Формированию сочувственного отношения к беглым содействовало также то, что Забайкалье было местом сосредоточения каторжных тюрем (Нерчинская тюрьма, Карийская каторга), прославившихся жесточайшим режимом содержания заключённых. Ни усиленная охрана, ни, казалось бы, полная изоляция каторжан от внешнего мира не могли стать преградой для устной «народной газеты», распространяющей среди жителей окрестных деревень слухи, вести и рассказы, сообщавшие подробности о жизни заключённых.

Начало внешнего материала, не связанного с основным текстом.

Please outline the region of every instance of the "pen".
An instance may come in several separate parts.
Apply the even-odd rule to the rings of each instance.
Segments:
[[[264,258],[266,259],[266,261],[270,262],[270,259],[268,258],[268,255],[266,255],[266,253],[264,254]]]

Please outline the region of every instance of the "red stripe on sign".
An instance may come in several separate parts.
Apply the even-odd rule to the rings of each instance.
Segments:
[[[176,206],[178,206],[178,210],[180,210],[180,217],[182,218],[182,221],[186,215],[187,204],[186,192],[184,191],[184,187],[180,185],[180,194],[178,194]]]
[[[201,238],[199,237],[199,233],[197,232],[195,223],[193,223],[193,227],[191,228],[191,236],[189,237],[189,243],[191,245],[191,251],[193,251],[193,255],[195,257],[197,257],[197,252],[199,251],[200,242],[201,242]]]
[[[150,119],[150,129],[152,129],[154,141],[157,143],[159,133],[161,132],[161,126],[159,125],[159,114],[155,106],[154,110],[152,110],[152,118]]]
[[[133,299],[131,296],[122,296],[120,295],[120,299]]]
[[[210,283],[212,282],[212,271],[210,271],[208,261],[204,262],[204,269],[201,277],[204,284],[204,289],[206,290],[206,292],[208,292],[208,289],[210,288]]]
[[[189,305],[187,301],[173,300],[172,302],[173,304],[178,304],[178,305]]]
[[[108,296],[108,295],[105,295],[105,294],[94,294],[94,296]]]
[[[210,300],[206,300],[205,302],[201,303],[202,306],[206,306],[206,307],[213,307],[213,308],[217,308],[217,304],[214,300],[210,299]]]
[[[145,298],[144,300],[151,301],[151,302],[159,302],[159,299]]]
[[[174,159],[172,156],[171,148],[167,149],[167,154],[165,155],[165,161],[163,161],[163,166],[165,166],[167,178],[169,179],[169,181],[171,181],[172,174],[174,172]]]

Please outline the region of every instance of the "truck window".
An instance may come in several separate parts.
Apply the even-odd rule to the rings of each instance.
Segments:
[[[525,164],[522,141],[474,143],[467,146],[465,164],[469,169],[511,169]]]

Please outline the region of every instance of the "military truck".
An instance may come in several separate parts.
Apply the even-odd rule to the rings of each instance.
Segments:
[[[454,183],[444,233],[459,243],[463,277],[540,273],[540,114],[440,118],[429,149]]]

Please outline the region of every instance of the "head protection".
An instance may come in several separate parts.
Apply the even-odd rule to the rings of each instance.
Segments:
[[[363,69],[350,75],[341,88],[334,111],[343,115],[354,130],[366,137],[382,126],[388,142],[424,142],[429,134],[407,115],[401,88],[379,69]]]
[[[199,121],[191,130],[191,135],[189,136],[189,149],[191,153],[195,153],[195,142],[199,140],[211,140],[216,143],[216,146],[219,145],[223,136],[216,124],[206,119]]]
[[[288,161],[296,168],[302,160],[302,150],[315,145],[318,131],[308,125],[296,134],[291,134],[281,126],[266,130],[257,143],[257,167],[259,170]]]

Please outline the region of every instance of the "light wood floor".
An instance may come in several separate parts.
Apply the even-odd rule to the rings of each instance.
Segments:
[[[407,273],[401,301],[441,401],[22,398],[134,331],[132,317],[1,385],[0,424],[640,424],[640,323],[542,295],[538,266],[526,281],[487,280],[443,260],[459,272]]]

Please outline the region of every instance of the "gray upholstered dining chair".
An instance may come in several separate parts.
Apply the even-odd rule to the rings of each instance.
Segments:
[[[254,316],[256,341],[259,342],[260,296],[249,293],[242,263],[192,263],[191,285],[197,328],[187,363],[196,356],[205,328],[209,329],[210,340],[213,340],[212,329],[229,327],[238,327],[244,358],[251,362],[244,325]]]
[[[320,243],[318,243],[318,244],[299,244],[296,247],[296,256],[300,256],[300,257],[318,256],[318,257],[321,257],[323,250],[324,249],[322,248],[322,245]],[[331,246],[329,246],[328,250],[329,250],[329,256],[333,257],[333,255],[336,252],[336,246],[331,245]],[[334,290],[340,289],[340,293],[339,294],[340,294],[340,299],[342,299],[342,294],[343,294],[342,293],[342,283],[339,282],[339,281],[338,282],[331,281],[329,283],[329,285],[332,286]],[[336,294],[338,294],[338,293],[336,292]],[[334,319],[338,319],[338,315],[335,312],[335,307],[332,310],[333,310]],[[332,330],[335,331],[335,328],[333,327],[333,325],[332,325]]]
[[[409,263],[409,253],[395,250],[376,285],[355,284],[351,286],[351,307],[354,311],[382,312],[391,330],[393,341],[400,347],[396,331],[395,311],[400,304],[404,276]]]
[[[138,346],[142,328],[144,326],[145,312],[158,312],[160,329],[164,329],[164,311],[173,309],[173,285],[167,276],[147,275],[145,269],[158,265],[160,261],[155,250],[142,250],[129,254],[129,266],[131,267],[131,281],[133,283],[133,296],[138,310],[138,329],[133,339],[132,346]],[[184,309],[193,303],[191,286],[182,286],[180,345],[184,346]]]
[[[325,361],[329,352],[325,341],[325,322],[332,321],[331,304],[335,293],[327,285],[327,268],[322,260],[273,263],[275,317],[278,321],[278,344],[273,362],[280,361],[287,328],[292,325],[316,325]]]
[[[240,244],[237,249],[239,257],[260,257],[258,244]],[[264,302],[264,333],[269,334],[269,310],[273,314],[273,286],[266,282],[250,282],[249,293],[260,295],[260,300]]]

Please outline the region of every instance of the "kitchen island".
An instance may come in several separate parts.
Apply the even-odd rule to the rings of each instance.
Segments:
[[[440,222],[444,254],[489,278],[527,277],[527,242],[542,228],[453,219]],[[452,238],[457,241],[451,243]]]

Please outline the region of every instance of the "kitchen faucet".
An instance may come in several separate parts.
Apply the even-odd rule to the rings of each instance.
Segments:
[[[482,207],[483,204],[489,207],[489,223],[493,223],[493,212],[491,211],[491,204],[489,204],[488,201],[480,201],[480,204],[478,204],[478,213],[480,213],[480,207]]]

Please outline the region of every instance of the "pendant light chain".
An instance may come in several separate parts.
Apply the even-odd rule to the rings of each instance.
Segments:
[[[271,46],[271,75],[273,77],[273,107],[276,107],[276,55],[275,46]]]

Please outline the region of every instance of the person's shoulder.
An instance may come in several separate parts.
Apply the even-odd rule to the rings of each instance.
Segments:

Рассказы о произволе тюремщиков, об унижении и издевательствах, которым подвергались каторжане, об их протесте, голодовках, самоубийствах сохранились в живом бытовании до настоящего времени. Думается, в конце 19 – начале 20 века истории эти были известны в каждой крестьянской семье, что также способствовало проявлению гуманности по отношению к беглым каторжанам.

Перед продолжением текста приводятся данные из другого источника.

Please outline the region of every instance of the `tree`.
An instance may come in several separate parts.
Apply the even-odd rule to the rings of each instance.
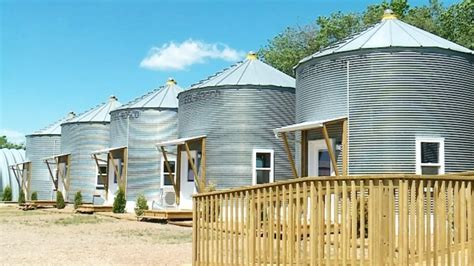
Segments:
[[[61,191],[56,192],[56,208],[64,209],[66,207],[66,203],[64,202],[63,193]]]
[[[25,192],[23,189],[20,189],[20,193],[18,193],[18,204],[22,205],[25,204],[26,198],[25,198]]]
[[[8,142],[7,136],[0,136],[0,149],[3,149],[3,148],[23,150],[25,149],[25,145]]]
[[[3,189],[2,201],[12,201],[12,200],[13,200],[12,188],[9,185],[7,185]]]
[[[82,205],[82,193],[81,191],[76,192],[74,196],[74,209],[79,208]]]
[[[369,5],[362,13],[336,12],[319,16],[310,25],[288,27],[269,40],[259,50],[259,56],[266,63],[294,76],[293,67],[301,59],[378,23],[387,8],[392,9],[402,21],[470,49],[474,48],[472,0],[463,0],[448,8],[444,8],[438,0],[415,7],[411,7],[408,0],[391,0]]]
[[[119,188],[114,199],[114,205],[112,208],[113,213],[125,213],[126,205],[127,199],[125,198],[125,190],[123,188]]]

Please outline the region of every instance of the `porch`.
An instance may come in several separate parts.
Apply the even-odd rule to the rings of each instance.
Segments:
[[[308,177],[194,196],[193,264],[474,263],[474,173]]]

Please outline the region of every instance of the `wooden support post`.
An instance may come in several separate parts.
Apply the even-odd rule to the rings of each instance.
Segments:
[[[308,131],[301,131],[301,176],[308,176]]]
[[[69,186],[71,185],[71,155],[66,155],[66,195],[69,193]],[[64,195],[66,197],[66,195]],[[67,198],[66,198],[67,199]]]
[[[331,158],[332,167],[334,169],[334,172],[336,173],[336,176],[339,176],[339,169],[337,169],[336,156],[334,154],[334,150],[331,145],[331,142],[329,141],[329,134],[328,134],[328,129],[326,127],[326,124],[323,124],[323,135],[324,135],[324,140],[326,141],[326,146],[328,148],[329,157]]]
[[[201,140],[201,179],[206,187],[206,138]]]
[[[189,150],[189,144],[187,142],[184,143],[184,147],[186,148],[186,154],[188,156],[188,161],[189,164],[191,165],[191,169],[193,170],[194,173],[194,180],[197,183],[197,190],[198,192],[204,192],[204,187],[202,185],[202,182],[198,176],[198,172],[196,170],[196,165],[193,162],[193,158],[191,156],[191,151]]]
[[[293,155],[291,154],[291,149],[290,145],[288,144],[288,137],[286,136],[286,132],[282,132],[281,136],[283,138],[283,143],[285,144],[286,155],[288,155],[288,161],[290,162],[293,177],[298,178],[298,171],[296,170],[295,161],[293,160]]]
[[[49,165],[48,160],[45,160],[44,162],[46,163],[46,166],[48,167],[49,176],[51,177],[51,180],[53,180],[54,188],[55,188],[56,191],[57,191],[57,190],[58,190],[58,182],[56,181],[57,179],[54,180],[53,170],[51,170],[51,166]]]
[[[166,155],[165,147],[160,146],[160,149],[161,149],[161,153],[163,154],[163,159],[165,159],[166,170],[168,170],[168,173],[169,173],[169,175],[170,175],[171,184],[173,185],[174,192],[175,192],[176,195],[178,195],[178,194],[179,194],[179,190],[178,190],[178,188],[177,188],[177,186],[176,186],[176,182],[175,182],[175,179],[174,179],[173,171],[171,171],[171,165],[170,165],[170,162],[168,161],[168,156]]]
[[[349,175],[349,139],[348,139],[348,121],[342,121],[342,175]]]
[[[176,176],[176,187],[178,189],[178,193],[176,193],[176,205],[179,205],[181,202],[181,145],[176,146],[176,165],[174,168],[175,176]]]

Здесь же уместно отметить, что несколько поколений забайкальцев были воспитаны на преданиях о Разгильдееве, первом начальнике каринских золотых приисков, использовавшем труд заключённых. Образ Разгильдеева стал символом жестокости и бесчеловечности: «Зверь был, а не человек», около тыщи людей угробил, покамесь намывал это золото по Каре», выдирал нагайкой, который провинится. Вот и сбегали, наверно, от этого», а шахты там ещё были Разгильдеева, людей у него много было.

По глубокому убеждению забайкальцев, тюрьмы для каторжан вплоть до их закрытия были средоточием разгула разгильдеевщины, (есть произвола и жестокости). Так, например Пётр Иванович Русин в своём повествовании с уверенностью утверждает, что Разгильдеев «командовал» и политкаторжанами: «А тот командовал страшно Но избивал! Политкаторжан, гыт, избивал страшно! Заключённые, чё же они сделают. А он избивал, говорит». Попытка к бегству от разгильдеевщины встречалась в народе с пониманием.

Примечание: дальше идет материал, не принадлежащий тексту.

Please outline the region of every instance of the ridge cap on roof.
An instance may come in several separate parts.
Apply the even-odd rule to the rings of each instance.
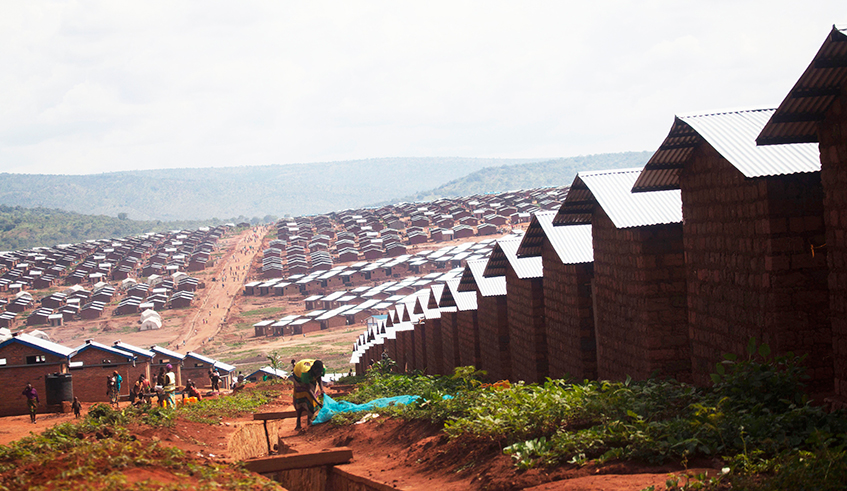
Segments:
[[[776,111],[775,107],[735,107],[735,108],[721,108],[721,109],[712,109],[709,111],[692,111],[692,112],[684,112],[675,114],[674,117],[685,120],[690,118],[705,118],[710,116],[723,116],[726,114],[741,114],[741,113],[755,113],[755,112],[766,112],[766,111]]]
[[[628,167],[625,169],[606,169],[606,170],[589,170],[577,173],[579,176],[608,176],[611,174],[631,174],[633,172],[641,172],[644,167]],[[498,239],[499,240],[499,239]]]

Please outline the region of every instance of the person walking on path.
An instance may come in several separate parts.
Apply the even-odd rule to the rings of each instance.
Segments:
[[[165,373],[165,386],[162,390],[165,392],[165,407],[173,409],[176,407],[176,374],[170,363],[166,368],[168,371]]]
[[[35,413],[38,411],[38,403],[41,402],[38,399],[38,391],[31,383],[27,382],[21,394],[26,397],[26,403],[29,406],[29,419],[32,420],[32,424],[35,424]]]
[[[294,365],[291,379],[294,381],[294,410],[297,412],[295,430],[300,430],[300,417],[306,413],[306,423],[312,425],[312,417],[323,406],[323,381],[326,368],[321,360],[300,360]],[[320,399],[318,398],[320,389]]]

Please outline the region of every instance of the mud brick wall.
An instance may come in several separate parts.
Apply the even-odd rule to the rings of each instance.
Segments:
[[[385,352],[389,358],[397,362],[397,338],[385,338]]]
[[[405,361],[406,372],[411,372],[415,369],[415,331],[402,331],[403,334],[403,359]]]
[[[44,355],[45,363],[27,365],[26,357],[36,354]],[[38,410],[44,412],[47,408],[46,377],[56,372],[67,373],[67,359],[18,343],[10,343],[0,350],[0,358],[6,359],[6,365],[0,368],[0,383],[8,391],[6,397],[0,398],[0,416],[29,414],[26,398],[21,395],[27,382],[38,391],[41,400]]]
[[[421,372],[426,371],[426,328],[427,325],[424,324],[423,321],[421,321],[420,324],[415,325],[415,370],[419,370]]]
[[[426,373],[443,375],[443,341],[441,340],[441,319],[426,320]]]
[[[477,291],[480,365],[488,379],[510,380],[512,362],[509,350],[509,320],[506,295],[483,297]]]
[[[547,331],[543,278],[520,279],[506,268],[512,379],[538,383],[547,377]]]
[[[89,348],[71,358],[72,362],[82,362],[82,366],[71,368],[71,375],[74,381],[74,396],[79,397],[82,402],[109,402],[109,396],[106,393],[106,378],[112,375],[112,372],[117,370],[123,377],[121,382],[121,395],[129,394],[129,389],[135,379],[132,379],[134,373],[131,363],[126,363],[125,358],[122,363],[103,363],[104,359],[116,360],[116,355],[100,351],[99,349]],[[131,381],[131,383],[130,383]]]
[[[808,353],[809,387],[831,390],[832,339],[819,173],[745,179],[711,146],[680,176],[692,370],[699,385],[750,338]]]
[[[447,375],[461,366],[459,363],[458,312],[441,312],[441,369]]]
[[[847,404],[847,89],[818,127],[835,393]]]
[[[690,380],[682,225],[592,224],[597,376]]]
[[[185,366],[182,367],[182,381],[187,384],[188,381],[191,380],[198,388],[211,388],[212,380],[209,378],[209,369],[211,368],[214,368],[214,365],[209,365],[200,360],[186,358]],[[138,376],[136,375],[136,379],[137,378]],[[133,383],[135,383],[135,380],[133,380]]]
[[[564,264],[549,240],[541,248],[544,315],[551,378],[597,378],[591,281],[594,263]]]
[[[143,374],[144,377],[147,380],[150,380],[150,370],[151,370],[151,368],[150,368],[150,362],[147,361],[147,360],[149,360],[149,359],[144,358],[144,361],[139,361],[139,360],[136,359],[135,366],[130,365],[127,368],[127,374],[129,376],[121,375],[122,377],[124,377],[123,384],[121,385],[121,394],[129,394],[129,391],[130,391],[130,389],[132,389],[132,386],[135,385],[136,381],[138,381],[139,375]],[[123,372],[121,372],[121,373],[123,373]],[[200,380],[202,381],[203,379],[201,378]],[[210,387],[212,385],[212,383],[209,381],[208,372],[206,373],[205,383],[208,384]],[[129,384],[129,385],[127,385],[127,384]],[[153,384],[151,383],[151,385],[153,385]],[[197,386],[202,387],[203,384],[200,383],[200,381],[198,381]]]
[[[459,330],[459,366],[481,368],[477,311],[459,312],[456,323]]]
[[[397,373],[405,373],[406,372],[406,335],[407,331],[397,331],[394,333],[397,336],[396,350],[394,353],[394,361],[397,362],[397,365],[394,367],[394,371]]]

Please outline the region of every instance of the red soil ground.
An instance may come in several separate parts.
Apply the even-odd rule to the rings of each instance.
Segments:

Следует учесть также преимущественно уважительное отношение сельских жителей к политическим заключённым. Почва для этого была подготовлена преданиями о сосланных декабристах. Уважение у крестьян вызывала, прежде всего, их самоотверженность. Вот как размышляет об этом С. Г. Бунин: «И вот удивительно то, что из богатого сословия. Грамотны-то – богатых дети были».

Определённый аспект народного восприятия ссылки и каторги, крывшийся в устных рассказах и преданиях Забайкалья, делает объяснимым проявление гуманности и милосердия по отношению к беглым. Именно такого рода взаимоотношения между двумя сторонами нашли художественное воплощение в большинстве имеющихся в поле нашего зрения повествований. Известно в то же время, что в действительности отношения между крестьянством и бродяжеством были довольно противоречивыми. Во всей полноте они освещаются в трудах Н. М. Ядринцева и символически изображаются им как противостояние двух фигур, имеющих «своё историческое значение: одна – это представитель штрафной колонизации, бегущий от ссылки; другая – это крестьянин, представитель гражданственности, с винтовкой в руке стоящий около своей скотины и защищающий свой дом, имущество, семью и всё своё благосостояние.

К таким столкновениям послужило соединение двух противоположных элементов Сибири».

В устной прозе эта сложная реальность проявилась как наличие повествований, в которых отразилось настороженное или враждебное отношение к беглым как к чужакам, которых стоит опасаться.